22 July 2005

A Supreme Challenge for John Roberts

Today's Capital Commentary is authored by Dr. Stanley Carlson-Thies, director of social policy studies at the Center for Public Justice, and it is worth posting in full in light of the recent discussions on this blog over the public witness of believers in the gospel.

John Roberts, President Bush's nominee for the U.S. Supreme Court, faces a major task if he is confirmed: helping to craft a coherent doctrine on the religion clauses of the First Amendment. Justice Sandra Day O'Connor, whose decision to step down created the vacancy, had many strengths, but her pragmatic approach contributed to the confusion about church-state issues. The question is: What's a better approach?

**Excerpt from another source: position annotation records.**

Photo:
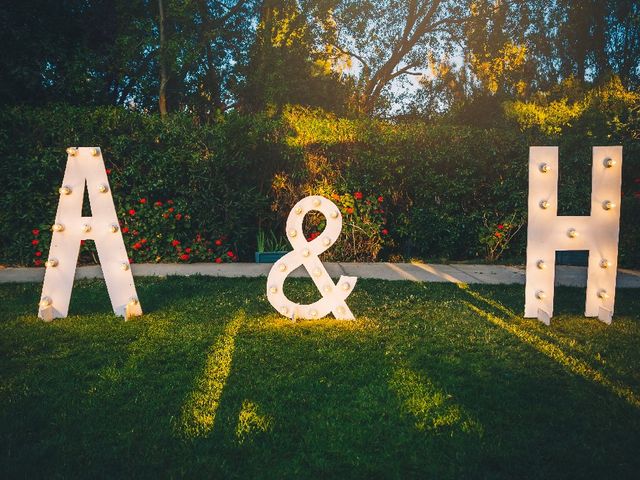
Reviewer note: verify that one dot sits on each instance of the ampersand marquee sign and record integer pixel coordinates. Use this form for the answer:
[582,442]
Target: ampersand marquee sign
[85,165]
[306,253]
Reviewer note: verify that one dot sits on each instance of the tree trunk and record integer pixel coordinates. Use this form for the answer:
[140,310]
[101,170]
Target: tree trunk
[164,71]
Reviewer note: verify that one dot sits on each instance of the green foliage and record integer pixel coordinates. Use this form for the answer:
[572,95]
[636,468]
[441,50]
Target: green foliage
[430,381]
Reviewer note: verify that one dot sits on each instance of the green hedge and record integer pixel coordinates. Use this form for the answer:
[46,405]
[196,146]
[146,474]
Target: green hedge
[447,190]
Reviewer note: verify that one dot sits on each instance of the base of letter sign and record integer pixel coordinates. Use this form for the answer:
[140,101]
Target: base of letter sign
[544,317]
[605,315]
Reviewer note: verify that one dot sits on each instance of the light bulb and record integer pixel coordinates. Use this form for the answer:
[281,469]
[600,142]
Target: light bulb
[52,262]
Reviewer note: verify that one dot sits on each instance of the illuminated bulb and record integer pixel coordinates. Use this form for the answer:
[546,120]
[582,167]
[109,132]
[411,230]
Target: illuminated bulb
[52,262]
[45,302]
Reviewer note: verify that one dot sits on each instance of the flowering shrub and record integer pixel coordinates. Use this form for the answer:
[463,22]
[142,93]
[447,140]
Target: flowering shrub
[156,231]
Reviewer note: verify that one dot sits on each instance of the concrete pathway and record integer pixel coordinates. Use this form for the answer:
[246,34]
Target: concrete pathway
[417,272]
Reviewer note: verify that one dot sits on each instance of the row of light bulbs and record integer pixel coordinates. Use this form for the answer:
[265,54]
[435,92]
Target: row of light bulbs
[86,228]
[66,190]
[73,151]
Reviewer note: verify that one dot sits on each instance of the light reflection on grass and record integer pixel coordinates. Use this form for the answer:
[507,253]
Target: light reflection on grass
[199,411]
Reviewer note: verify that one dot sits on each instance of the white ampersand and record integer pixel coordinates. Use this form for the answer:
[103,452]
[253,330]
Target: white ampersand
[306,253]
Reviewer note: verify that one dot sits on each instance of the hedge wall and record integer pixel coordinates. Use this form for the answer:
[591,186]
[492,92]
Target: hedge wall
[444,192]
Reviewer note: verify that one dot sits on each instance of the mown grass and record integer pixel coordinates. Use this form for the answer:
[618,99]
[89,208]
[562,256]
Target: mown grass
[432,380]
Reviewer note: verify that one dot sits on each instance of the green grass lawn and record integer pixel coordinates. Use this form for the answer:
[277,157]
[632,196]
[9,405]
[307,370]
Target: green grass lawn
[432,380]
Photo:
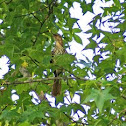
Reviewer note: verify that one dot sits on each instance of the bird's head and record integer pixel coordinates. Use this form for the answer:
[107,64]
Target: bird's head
[58,39]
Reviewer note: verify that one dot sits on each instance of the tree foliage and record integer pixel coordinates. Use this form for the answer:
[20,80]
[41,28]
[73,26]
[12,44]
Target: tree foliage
[26,39]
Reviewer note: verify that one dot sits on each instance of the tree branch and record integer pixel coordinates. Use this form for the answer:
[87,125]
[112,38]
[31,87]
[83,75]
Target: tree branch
[41,80]
[124,110]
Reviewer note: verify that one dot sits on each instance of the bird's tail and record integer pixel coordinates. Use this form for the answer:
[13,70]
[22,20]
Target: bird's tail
[56,87]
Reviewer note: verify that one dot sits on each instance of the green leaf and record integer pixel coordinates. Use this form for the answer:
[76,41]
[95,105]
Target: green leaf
[77,39]
[99,96]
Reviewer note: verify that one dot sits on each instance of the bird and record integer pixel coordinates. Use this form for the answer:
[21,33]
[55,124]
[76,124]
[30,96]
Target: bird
[58,50]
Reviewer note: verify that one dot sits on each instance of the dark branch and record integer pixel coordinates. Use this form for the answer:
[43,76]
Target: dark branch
[41,80]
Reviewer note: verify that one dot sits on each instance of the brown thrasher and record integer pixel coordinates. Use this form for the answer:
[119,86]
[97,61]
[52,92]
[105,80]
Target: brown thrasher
[58,50]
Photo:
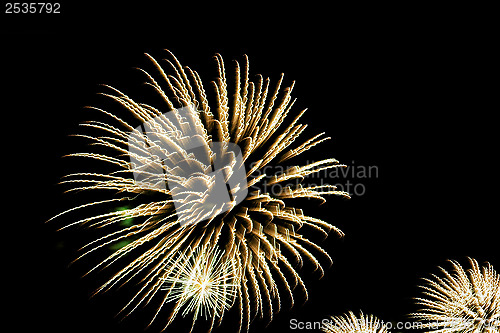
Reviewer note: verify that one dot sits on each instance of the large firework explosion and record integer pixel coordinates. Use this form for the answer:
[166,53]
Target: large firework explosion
[461,301]
[350,323]
[255,245]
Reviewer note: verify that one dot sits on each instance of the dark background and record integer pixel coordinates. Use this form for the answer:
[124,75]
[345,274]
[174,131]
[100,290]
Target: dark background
[408,90]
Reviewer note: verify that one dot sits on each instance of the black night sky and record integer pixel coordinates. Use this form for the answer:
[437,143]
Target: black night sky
[408,95]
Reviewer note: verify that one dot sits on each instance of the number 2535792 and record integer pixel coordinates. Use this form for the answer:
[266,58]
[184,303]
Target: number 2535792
[32,7]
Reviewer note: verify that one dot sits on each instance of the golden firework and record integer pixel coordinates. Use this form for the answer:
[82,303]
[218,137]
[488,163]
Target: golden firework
[350,323]
[258,236]
[461,301]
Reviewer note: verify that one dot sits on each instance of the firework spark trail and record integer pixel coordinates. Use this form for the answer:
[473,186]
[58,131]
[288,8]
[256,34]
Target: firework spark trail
[465,301]
[350,323]
[257,235]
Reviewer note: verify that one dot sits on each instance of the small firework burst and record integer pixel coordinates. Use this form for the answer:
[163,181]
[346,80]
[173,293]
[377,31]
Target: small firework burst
[260,233]
[202,282]
[461,301]
[350,323]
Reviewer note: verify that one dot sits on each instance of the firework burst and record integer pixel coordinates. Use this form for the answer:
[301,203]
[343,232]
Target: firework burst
[258,232]
[350,323]
[462,301]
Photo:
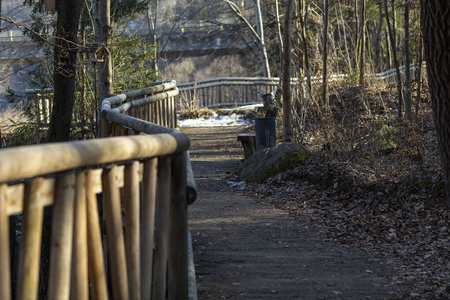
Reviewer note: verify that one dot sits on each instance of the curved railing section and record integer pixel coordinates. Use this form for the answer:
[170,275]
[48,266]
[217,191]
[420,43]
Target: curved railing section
[119,225]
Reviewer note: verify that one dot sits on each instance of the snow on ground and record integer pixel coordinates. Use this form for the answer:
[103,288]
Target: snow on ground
[216,120]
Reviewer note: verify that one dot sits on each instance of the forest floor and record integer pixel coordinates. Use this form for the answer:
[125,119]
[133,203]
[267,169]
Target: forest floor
[371,183]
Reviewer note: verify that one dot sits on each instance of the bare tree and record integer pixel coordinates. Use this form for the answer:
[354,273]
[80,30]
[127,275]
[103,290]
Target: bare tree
[65,61]
[259,35]
[362,34]
[103,36]
[287,95]
[435,23]
[394,54]
[324,57]
[407,65]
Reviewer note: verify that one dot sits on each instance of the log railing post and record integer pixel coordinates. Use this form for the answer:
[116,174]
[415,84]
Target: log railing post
[30,248]
[5,279]
[79,277]
[114,230]
[62,237]
[132,229]
[149,182]
[162,224]
[178,241]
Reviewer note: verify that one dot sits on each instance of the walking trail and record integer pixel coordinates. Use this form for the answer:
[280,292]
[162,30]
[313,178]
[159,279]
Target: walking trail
[246,249]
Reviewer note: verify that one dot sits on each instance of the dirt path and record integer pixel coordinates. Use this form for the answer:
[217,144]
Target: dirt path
[246,249]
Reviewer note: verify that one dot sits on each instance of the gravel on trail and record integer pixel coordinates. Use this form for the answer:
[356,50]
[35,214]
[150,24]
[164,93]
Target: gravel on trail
[244,248]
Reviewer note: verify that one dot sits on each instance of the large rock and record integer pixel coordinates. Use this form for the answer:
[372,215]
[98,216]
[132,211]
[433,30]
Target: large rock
[271,161]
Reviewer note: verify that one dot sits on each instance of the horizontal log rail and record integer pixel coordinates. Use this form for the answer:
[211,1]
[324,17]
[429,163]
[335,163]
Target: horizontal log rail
[153,111]
[137,186]
[234,91]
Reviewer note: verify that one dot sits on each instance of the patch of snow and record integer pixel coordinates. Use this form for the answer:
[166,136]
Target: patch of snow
[215,120]
[252,106]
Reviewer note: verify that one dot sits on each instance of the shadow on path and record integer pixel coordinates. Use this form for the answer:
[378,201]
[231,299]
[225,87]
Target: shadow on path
[246,249]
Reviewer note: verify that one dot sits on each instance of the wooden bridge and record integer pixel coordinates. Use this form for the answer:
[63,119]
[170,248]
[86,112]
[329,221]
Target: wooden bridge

In a recent New York Times Magazine article (July 3), Noah Feldman of New York University School of Law proposed a "Church-State Solution." His analysis is thought-provoking. But his solution misses the mark. For Feldman, the core problem is how to preserve the unity of our religiously diverse nation. "Values evangelicals," he says, urge the government to adopt religiously based standards for the whole nation. Their opponents, the "legal secularists," claim that religion is divisive and must be confined to private life, leaving government entirely secular.

Both groups are wrong, Feldman rightly claims. The consensus presumed by values evangelicals doesn't exist, and if the government makes the standards of one religious group obligatory, we will have conflict, not unity. Yet the legal secularists are also wrong. Expelling religion doesn't make the public square equally hospitable to all; rather, it excludes citizens whose convictions shape their whole lives.

But Feldman's own solution is also a dead end. Here's his proposal: stop excluding religious argument and symbolism from public life and also stop government funding of religious organizations. That is, in order to end the unjust exclusion of religion from public debates, we must abandon the Court's genuine progress towards equal treatment, which undergirds the faith-based initiative.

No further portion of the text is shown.